Jan. 4—On the eve of the 2022 legislative session, some health care professionals charged Tuesday that an assortment of COVID-19-related bills represent an unprecedented attack on public health.
Their virtual press briefing was over roughly 30 pieces of legislation that include bans on COVID-19 vaccine mandates, broadened vaccine exemptions and changes in how information is kept on the state's immunization registry.
The immediate priority for the health care contingent was to urge the House of Representatives to reject a bill making it illegal for any private or public entity to impose a vaccine mandate (HB 255).
This bill, left over from the 2021 session is expected to come up when the House meets today [Wednesday] and Thursday at the Doubletree hotel in downtown Manchester.
"This is a significant increase in the attack on public health, and is not looking at the big picture of what we need to do in keeping us safe," said Mary Bidgood-Wilson, former executive director of the New Hampshire Nurse Practitioners Association.
Jake Berry, vice president of policy with New Futures Inc., an advocacy group for substance abuse treatment, said the breadth of these measures is unprecedented.
"This year is unlike any we have ever seen in the past in terms of the number of bills," Berry said. "So many would have a drastic and damaging impact on the public health care system."
But state Rep. Timothy Lang, R-Sanbornton, said the House Republican majority believes adults must have the freedom to choose whether to be vaccinated.
Lang is authoring a bill to let parents refuse to have their children get a vaccination if they are a "conscientious objector" to it (HB 1035).
Currently, parents can request their child not be vaccinated due to a medical or religious exemption.
"House Republicans believe that New Hampshire citizens will continue to do what's right for them and their communities. We trust them to make their own informed medical choice," Lang said.
Nearly three in four adults have gotten some form of vaccination, and there's another cohort of citizens with natural immunity, having already gotten coronavirus, Lang added.
House Education Committee Chairman Rick Ladd, R-Haverhill, authored HB 255 as the New Hampshire House GOP response to Biden administration's vaccination mandates.
"This unnecessary mandate is trampling state powers and imposing new burdens on employers when they can least afford it, an infringement on personal rights, and making life harder for the unvaccinated who want to work in an economy with already too few workers," Ladd said.
Gov.

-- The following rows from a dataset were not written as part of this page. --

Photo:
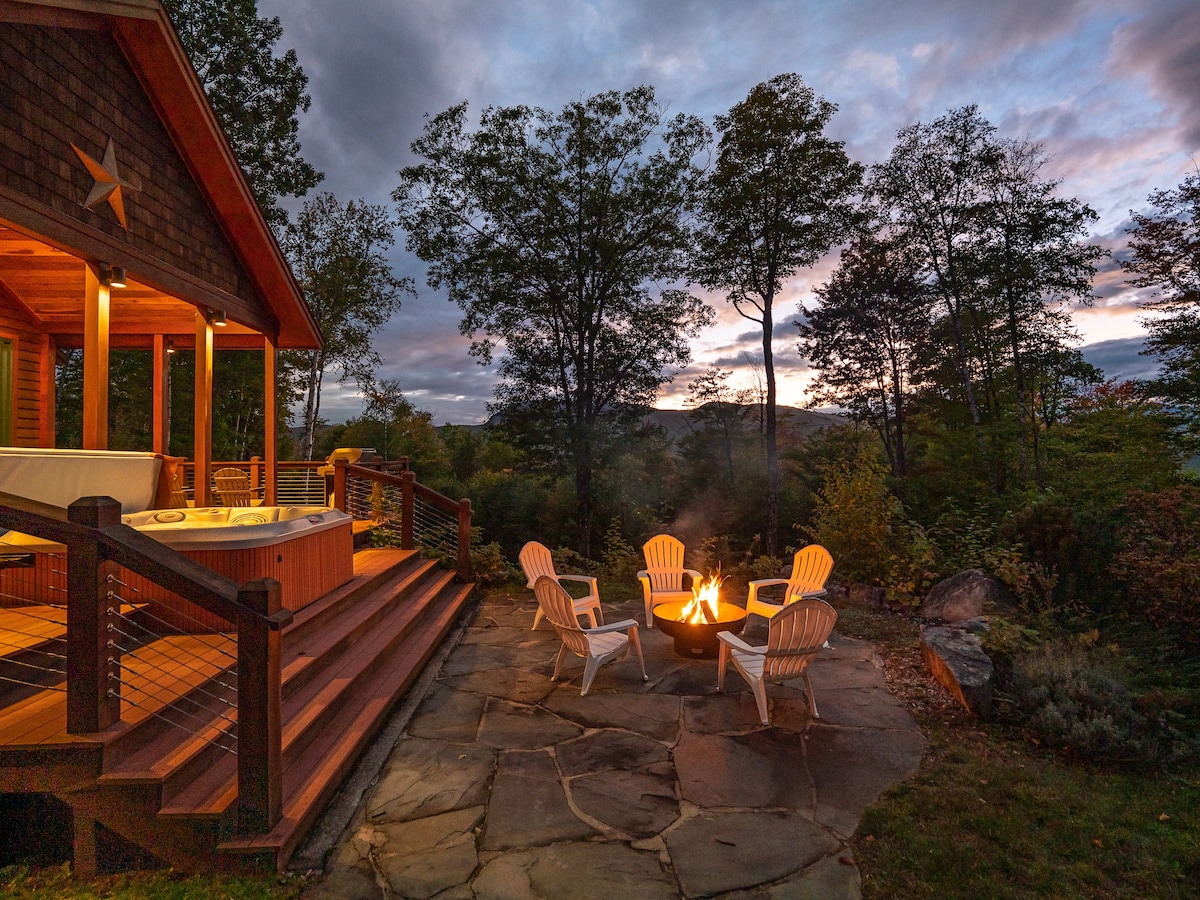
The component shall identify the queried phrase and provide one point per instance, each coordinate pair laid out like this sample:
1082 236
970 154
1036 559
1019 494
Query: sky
1108 87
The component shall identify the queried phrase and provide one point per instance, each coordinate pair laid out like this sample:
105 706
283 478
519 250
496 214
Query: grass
18 882
991 814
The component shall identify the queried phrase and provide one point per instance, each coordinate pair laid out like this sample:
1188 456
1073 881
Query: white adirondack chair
793 637
663 576
810 569
597 646
537 561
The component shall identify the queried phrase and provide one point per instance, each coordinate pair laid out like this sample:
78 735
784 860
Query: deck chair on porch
233 487
597 646
663 576
537 561
795 636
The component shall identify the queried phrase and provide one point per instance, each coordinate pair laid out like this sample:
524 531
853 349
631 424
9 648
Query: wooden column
47 391
161 436
202 443
259 725
270 443
95 363
94 700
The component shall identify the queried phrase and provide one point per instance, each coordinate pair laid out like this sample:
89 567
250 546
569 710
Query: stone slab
761 769
717 852
580 871
528 807
425 778
515 726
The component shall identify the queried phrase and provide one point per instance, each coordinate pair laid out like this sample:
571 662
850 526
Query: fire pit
695 623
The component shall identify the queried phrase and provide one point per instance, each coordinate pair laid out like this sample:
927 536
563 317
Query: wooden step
309 713
312 779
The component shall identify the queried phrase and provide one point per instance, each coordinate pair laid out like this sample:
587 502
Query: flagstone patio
508 785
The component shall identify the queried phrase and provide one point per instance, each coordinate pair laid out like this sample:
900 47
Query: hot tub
310 550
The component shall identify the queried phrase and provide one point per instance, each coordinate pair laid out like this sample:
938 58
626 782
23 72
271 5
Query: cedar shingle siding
67 85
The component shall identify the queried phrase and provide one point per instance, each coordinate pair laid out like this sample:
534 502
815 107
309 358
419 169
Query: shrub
1078 699
1159 559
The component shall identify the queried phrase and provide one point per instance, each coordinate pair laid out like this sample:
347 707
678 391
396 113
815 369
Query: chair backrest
810 569
233 486
664 562
795 634
558 607
535 562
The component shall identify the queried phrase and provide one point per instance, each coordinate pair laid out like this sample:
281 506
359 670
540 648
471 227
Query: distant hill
804 421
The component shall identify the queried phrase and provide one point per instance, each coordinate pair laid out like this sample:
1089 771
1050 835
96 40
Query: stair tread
213 793
309 783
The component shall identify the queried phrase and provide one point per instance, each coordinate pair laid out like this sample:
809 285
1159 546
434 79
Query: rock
869 595
955 658
963 597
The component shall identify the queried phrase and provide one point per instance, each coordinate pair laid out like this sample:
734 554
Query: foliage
778 198
337 255
1078 697
1159 557
256 95
864 528
1165 256
552 232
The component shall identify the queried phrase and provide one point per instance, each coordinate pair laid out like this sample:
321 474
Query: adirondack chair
233 487
597 646
810 569
795 636
537 561
663 576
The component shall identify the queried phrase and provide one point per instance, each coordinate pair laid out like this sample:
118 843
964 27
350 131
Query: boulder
963 597
957 660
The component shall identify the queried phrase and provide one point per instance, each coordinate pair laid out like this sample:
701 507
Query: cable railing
406 513
125 655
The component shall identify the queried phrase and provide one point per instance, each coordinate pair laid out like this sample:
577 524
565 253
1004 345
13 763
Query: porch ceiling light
112 275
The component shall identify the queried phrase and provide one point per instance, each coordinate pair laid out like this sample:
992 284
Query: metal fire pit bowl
697 640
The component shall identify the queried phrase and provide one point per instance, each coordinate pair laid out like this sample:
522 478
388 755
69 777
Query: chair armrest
738 643
623 625
589 580
762 583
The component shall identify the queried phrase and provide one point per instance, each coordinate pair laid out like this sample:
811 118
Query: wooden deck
346 661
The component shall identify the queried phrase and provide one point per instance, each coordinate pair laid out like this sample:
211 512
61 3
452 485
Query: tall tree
337 255
867 337
555 232
779 197
256 94
1165 257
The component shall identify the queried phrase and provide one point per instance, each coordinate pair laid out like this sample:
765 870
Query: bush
1078 699
1159 561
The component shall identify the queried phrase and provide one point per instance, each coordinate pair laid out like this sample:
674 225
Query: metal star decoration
109 183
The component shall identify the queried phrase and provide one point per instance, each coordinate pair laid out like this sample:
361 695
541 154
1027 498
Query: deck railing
99 635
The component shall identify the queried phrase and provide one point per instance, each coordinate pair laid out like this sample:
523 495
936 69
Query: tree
256 94
1165 257
553 233
778 198
337 255
865 340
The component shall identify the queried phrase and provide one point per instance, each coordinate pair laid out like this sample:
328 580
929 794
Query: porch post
161 437
270 443
95 361
202 441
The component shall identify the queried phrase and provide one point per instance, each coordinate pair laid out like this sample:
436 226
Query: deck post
94 700
465 574
259 730
407 509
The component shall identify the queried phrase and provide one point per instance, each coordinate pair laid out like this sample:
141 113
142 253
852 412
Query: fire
702 606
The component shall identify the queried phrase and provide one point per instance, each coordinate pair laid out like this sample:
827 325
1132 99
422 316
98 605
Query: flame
703 605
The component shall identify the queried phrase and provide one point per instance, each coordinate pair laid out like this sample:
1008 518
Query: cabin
193 654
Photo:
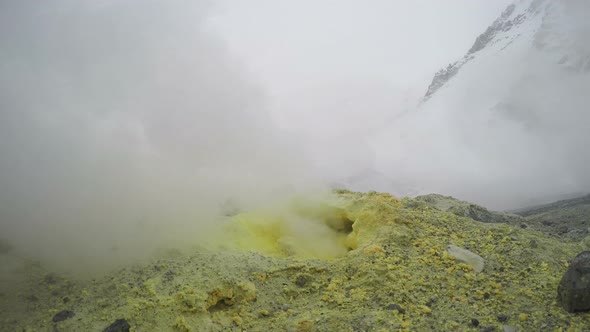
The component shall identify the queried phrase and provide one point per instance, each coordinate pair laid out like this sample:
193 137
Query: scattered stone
4 247
63 315
397 307
50 279
573 292
509 328
533 243
466 256
120 325
302 279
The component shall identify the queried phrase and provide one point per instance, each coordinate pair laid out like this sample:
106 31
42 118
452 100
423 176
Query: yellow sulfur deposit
353 262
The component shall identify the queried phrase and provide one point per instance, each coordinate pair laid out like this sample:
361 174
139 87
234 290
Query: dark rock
50 279
489 328
573 292
4 247
396 307
63 315
120 325
302 279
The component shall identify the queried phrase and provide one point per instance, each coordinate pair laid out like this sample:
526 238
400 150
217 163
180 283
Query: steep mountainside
551 27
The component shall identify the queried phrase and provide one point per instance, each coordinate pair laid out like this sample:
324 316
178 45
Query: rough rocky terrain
383 265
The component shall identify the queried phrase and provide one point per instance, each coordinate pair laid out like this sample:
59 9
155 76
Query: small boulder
509 328
120 325
466 256
573 292
63 315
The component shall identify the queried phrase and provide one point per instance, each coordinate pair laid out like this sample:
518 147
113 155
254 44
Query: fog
125 126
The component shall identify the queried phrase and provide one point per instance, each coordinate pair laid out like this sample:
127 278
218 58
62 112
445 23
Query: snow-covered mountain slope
510 120
556 28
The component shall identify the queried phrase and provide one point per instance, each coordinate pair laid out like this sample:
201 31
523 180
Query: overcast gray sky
336 71
125 124
327 65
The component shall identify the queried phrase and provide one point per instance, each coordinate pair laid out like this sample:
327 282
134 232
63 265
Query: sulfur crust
393 257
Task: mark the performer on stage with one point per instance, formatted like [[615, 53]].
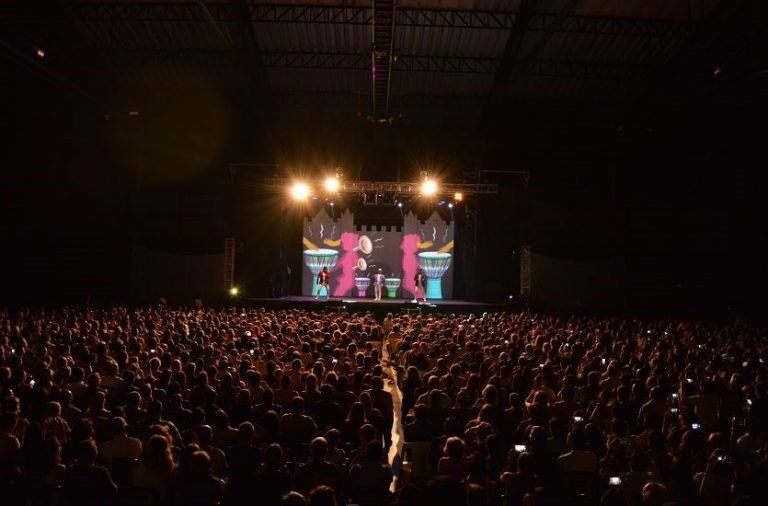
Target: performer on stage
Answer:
[[420, 279], [378, 284], [323, 278]]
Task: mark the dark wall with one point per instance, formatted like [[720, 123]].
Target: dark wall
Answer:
[[676, 190]]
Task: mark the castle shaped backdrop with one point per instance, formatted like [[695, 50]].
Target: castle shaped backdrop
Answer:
[[354, 254]]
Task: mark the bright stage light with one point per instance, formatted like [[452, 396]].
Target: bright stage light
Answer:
[[299, 191], [428, 187], [332, 184]]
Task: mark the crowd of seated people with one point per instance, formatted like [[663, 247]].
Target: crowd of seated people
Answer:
[[245, 406], [527, 409]]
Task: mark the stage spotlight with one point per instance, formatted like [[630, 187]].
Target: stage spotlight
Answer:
[[332, 184], [299, 191], [428, 187]]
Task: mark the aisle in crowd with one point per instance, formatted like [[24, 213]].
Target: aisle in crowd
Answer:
[[244, 406]]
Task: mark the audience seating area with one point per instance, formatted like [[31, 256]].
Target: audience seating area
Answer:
[[160, 406]]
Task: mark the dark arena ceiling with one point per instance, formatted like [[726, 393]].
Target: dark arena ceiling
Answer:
[[437, 59]]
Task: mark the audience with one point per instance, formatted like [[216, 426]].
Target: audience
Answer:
[[247, 406]]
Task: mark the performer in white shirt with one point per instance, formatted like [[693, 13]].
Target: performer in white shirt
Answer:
[[378, 284], [420, 280]]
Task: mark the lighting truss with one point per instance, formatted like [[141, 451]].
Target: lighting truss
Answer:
[[397, 187]]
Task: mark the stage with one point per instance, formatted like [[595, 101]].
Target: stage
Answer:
[[355, 304]]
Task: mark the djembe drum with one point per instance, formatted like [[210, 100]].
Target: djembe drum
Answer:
[[392, 284], [362, 286], [434, 265], [316, 259]]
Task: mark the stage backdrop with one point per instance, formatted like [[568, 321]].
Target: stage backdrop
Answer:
[[354, 255]]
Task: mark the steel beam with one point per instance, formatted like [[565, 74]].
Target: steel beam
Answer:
[[361, 61], [115, 11]]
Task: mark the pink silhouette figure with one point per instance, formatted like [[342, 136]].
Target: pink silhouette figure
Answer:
[[410, 263], [346, 281]]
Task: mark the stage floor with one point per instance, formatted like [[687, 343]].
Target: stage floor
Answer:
[[354, 304]]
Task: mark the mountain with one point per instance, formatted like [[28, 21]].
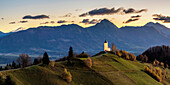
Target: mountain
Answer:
[[3, 34], [57, 39], [108, 69], [19, 29]]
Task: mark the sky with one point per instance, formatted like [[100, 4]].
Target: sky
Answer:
[[33, 13]]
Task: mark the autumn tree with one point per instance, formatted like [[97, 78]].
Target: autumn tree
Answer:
[[24, 60], [45, 59]]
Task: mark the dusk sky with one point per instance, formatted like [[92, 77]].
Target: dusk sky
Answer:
[[32, 13]]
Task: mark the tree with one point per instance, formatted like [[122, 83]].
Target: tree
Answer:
[[83, 55], [88, 62], [67, 75], [70, 53], [36, 61], [8, 81], [1, 68], [24, 60], [1, 81], [113, 48], [13, 65], [45, 59]]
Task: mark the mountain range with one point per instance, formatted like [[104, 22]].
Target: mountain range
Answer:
[[57, 39]]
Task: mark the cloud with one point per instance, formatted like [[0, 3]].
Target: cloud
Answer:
[[102, 11], [93, 21], [44, 23], [68, 15], [131, 10], [12, 23], [23, 21], [131, 20], [78, 9], [160, 17], [35, 17], [137, 16], [52, 22], [112, 11], [62, 21]]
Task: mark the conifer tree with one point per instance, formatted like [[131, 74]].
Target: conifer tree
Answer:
[[13, 64], [8, 81], [45, 59]]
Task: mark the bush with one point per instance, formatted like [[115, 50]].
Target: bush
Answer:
[[88, 62]]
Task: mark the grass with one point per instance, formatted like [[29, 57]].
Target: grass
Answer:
[[107, 69]]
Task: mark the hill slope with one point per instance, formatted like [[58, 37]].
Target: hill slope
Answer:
[[108, 69], [57, 39]]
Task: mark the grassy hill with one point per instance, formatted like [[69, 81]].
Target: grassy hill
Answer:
[[107, 69]]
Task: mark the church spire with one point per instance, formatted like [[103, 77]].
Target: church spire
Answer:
[[105, 41]]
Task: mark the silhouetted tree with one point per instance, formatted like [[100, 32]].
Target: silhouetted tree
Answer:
[[13, 65], [1, 69], [24, 60], [83, 55], [70, 56], [36, 61], [1, 81], [8, 81], [70, 53], [113, 48], [160, 53], [45, 59], [67, 75]]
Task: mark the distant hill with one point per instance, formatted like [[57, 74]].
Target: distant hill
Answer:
[[160, 53], [108, 69], [3, 34], [56, 40]]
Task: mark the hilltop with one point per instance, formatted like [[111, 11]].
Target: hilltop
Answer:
[[107, 69], [56, 39]]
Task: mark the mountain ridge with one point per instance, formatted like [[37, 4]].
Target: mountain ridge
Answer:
[[58, 39]]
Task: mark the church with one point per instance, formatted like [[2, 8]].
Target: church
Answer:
[[106, 48]]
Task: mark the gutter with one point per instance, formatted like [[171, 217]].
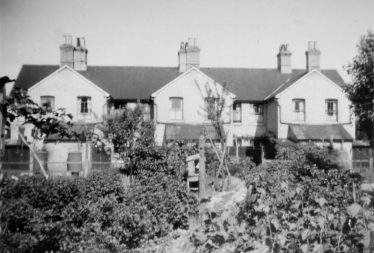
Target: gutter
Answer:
[[293, 123]]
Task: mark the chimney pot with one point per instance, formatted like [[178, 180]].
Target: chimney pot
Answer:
[[284, 59], [188, 55], [190, 42], [312, 56]]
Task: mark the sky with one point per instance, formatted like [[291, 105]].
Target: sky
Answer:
[[235, 33]]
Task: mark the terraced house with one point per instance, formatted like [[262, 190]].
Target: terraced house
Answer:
[[298, 105]]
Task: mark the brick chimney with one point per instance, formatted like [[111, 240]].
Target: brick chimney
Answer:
[[189, 55], [80, 55], [312, 56], [67, 52], [74, 56], [284, 59]]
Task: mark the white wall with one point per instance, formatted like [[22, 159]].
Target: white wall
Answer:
[[66, 86], [248, 128], [315, 89], [186, 86]]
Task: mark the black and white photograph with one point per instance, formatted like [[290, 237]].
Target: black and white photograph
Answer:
[[172, 126]]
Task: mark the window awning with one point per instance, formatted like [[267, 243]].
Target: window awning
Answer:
[[318, 132], [188, 131]]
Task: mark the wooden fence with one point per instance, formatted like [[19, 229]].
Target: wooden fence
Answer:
[[55, 169]]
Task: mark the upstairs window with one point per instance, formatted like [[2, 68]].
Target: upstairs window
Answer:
[[237, 112], [211, 105], [47, 103], [146, 109], [84, 105], [256, 113], [176, 108], [331, 109], [298, 109]]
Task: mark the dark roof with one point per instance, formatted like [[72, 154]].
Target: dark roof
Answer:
[[318, 132], [257, 84], [140, 82]]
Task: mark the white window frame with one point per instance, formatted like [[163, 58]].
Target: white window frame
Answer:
[[206, 104], [237, 113], [175, 114], [51, 102], [146, 109], [298, 113], [256, 113], [331, 113]]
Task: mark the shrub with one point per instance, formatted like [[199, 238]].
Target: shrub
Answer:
[[92, 214], [310, 154]]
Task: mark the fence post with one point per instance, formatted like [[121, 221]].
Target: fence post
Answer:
[[202, 176], [31, 165]]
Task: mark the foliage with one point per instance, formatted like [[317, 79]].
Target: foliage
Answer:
[[323, 157], [19, 105], [91, 214], [294, 206], [130, 134], [361, 89], [167, 160], [304, 209]]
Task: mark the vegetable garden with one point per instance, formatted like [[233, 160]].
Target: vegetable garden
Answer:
[[300, 202]]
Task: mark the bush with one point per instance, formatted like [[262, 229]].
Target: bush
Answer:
[[92, 214], [300, 208], [309, 154]]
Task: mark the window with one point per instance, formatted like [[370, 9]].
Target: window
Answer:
[[237, 113], [256, 113], [210, 108], [176, 108], [47, 103], [298, 109], [84, 104], [146, 109], [331, 109]]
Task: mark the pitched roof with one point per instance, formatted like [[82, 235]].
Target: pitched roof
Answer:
[[141, 82], [318, 132]]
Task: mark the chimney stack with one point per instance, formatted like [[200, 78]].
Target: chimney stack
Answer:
[[188, 55], [80, 55], [67, 52], [312, 56], [74, 56], [284, 59]]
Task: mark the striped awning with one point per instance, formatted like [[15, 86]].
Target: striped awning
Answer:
[[188, 131], [318, 132]]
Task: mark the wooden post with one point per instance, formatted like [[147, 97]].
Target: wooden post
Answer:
[[202, 176], [31, 160], [236, 149]]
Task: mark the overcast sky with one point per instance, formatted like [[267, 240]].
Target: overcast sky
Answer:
[[237, 33]]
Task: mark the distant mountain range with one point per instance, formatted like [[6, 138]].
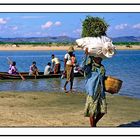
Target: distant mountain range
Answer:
[[64, 39]]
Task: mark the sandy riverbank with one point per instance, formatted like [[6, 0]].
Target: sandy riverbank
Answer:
[[9, 47], [60, 109]]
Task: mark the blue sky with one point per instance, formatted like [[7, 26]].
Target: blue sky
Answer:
[[65, 24]]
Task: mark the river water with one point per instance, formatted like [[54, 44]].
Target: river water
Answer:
[[125, 65]]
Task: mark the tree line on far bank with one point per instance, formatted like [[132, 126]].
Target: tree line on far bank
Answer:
[[50, 44]]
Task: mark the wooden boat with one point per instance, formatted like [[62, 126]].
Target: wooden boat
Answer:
[[6, 76]]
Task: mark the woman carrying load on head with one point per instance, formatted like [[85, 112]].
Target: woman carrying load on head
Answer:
[[69, 63], [12, 68], [95, 106]]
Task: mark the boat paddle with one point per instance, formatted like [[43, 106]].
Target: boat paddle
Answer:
[[18, 72]]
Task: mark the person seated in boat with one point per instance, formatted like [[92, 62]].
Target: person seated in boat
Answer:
[[33, 69], [12, 68], [55, 64], [47, 69]]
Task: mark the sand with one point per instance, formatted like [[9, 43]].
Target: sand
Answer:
[[8, 47]]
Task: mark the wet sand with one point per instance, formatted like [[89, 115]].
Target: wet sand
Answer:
[[40, 109]]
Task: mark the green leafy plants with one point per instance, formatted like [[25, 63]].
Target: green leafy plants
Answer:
[[94, 27]]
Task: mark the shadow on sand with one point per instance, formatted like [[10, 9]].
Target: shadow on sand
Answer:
[[131, 124]]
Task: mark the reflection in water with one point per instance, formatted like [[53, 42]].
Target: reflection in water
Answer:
[[50, 85]]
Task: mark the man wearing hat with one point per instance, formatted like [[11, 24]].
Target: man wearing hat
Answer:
[[69, 67]]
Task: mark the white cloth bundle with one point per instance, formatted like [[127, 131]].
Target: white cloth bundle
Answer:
[[97, 46]]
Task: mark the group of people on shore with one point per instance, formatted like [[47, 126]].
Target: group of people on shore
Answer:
[[94, 72]]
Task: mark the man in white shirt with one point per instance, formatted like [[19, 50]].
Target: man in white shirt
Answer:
[[55, 64], [47, 69]]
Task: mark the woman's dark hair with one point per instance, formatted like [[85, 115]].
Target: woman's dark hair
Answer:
[[14, 63], [34, 62], [49, 63]]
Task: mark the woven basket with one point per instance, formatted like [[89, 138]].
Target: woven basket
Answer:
[[112, 85]]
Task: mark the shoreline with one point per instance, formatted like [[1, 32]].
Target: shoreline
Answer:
[[63, 110], [53, 48]]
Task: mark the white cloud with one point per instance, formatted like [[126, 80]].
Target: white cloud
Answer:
[[57, 23], [14, 28], [136, 26], [47, 25], [121, 26], [31, 17], [3, 21]]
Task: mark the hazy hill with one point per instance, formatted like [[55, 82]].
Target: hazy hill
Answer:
[[64, 39]]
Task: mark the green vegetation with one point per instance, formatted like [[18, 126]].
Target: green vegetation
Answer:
[[94, 27]]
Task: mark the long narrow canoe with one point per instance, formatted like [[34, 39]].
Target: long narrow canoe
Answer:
[[6, 76]]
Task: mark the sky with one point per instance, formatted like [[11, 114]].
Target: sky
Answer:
[[64, 24]]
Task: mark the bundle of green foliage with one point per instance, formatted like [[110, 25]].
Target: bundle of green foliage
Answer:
[[94, 27]]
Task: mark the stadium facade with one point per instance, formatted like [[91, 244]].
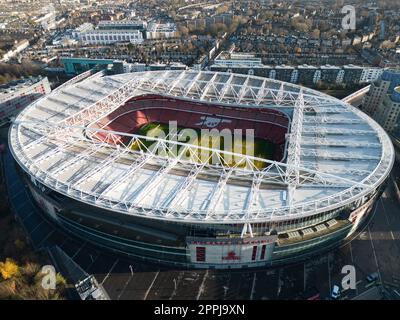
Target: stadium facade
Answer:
[[329, 167]]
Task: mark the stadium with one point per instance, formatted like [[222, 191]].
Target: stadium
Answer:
[[318, 168]]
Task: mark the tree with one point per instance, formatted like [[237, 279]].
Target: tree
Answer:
[[8, 269]]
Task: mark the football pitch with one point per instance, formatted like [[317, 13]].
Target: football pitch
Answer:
[[253, 146]]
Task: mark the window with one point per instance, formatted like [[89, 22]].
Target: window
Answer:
[[200, 254], [263, 252], [254, 254]]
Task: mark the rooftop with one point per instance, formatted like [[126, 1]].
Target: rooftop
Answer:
[[336, 154]]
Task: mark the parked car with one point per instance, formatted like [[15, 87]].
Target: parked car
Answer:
[[373, 277], [335, 294]]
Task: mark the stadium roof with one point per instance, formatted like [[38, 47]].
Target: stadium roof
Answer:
[[336, 154]]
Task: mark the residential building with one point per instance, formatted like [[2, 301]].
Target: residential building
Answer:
[[16, 95]]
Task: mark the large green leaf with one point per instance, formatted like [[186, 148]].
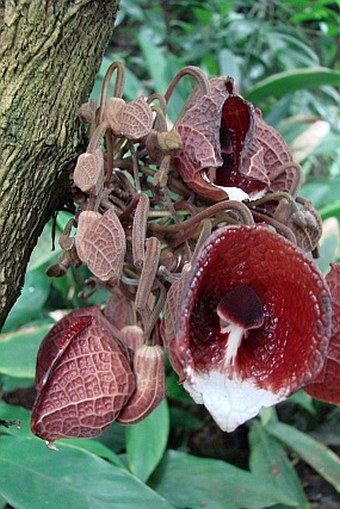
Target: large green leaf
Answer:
[[18, 351], [195, 482], [71, 477], [319, 457], [31, 300], [291, 81], [268, 460], [146, 442], [11, 412], [43, 251]]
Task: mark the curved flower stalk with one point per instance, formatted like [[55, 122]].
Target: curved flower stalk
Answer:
[[83, 377], [243, 312], [250, 329], [236, 154]]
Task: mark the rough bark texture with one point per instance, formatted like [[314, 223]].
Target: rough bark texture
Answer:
[[50, 51]]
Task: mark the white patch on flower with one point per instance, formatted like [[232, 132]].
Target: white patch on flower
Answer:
[[236, 335], [231, 402], [234, 193]]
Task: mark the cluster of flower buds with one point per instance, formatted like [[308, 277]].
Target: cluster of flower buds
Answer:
[[197, 231]]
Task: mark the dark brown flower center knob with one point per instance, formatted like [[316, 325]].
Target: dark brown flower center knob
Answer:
[[238, 311]]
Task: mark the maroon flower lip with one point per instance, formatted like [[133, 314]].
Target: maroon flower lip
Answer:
[[326, 386], [249, 279]]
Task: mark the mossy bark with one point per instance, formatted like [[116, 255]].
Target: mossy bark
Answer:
[[50, 52]]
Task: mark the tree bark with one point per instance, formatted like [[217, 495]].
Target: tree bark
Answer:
[[50, 52]]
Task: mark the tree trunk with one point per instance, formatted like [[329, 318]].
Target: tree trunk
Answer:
[[50, 52]]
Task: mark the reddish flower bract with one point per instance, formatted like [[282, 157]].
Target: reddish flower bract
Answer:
[[83, 377], [326, 386]]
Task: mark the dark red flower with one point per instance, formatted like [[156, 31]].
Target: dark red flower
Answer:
[[252, 324], [326, 386]]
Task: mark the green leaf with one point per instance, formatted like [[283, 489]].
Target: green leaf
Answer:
[[302, 399], [11, 412], [319, 457], [146, 442], [71, 477], [195, 482], [18, 351], [321, 191], [155, 59], [291, 81], [331, 210], [31, 301], [269, 461]]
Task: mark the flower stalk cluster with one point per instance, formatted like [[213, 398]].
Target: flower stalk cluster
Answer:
[[172, 221]]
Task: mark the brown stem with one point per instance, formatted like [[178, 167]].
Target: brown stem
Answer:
[[118, 88], [160, 120], [196, 73], [109, 156], [160, 98], [279, 195], [204, 234]]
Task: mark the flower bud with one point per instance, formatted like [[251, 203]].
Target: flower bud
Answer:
[[83, 378], [150, 385]]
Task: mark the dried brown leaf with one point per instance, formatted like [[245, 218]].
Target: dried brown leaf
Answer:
[[150, 384], [83, 378], [326, 387], [112, 112], [132, 336], [87, 111]]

Chris Sununu has embraced the state joining two lawsuits against Biden mandates, but he opposes any legislation to block private business owners from imposing their own mandate to protect employees and the public.
State officials reported Tuesday 27 more deaths from COVID-19 and confirmed another four deaths that were COVID-related last November. This brought the total to 2,004 since the pandemic began.
Hospitalizations statewide with COVID-19 remained at 381, the same census that the state reported on Monday.
Dr. Thomas Lydon, an emergency medicine physician at Wentworth-Douglass Hospital in Dover, said COVID hospitalizations, down to 20 just before Christmas, was back up to 32 patients last Monday.
"Most of these cases are completely preventable," Lydon said.
The hospital hit an all-time high of 50 COVID patients in mid-December, and Lydon predicted these numbers will keep going back up in the next few weeks.
Edward Shanshala II, chief executive officer at Ammonoosuc Community Health Services in Littleton, said many hospitals have suspended or delayed non-urgent care procedures.
"The delayed impact of this is already being felt. We need policy that are supportive of public health now more than ever," Shanshala said.
Paula MacKinnon, president with the New Hampshire School Nurse Association, said health care workers feel under assault as the debate over vaccine mandates has become more heated.
"We started out as the heroes and now we are the enemy, and it is very hard to continue to do your job as a health care worker when you don't feel support," MacKinnon said.
Cathy Spinney of Pelham, a small business owner, said she's been in fear of getting COVID because she is the primary caregiver for her daughter Kelly, 39, who has significant developmental disabilities.
"If I were to get sick with COVID, I couldn't take care of Kelly without risking her life," Spinney said.
Spinney urged people to drop philosophical opposition to a mandate in favor of keeping the public safer.
"I understand that nobody likes being told what to do; sometimes we are called to look at the world through a different lens," she said.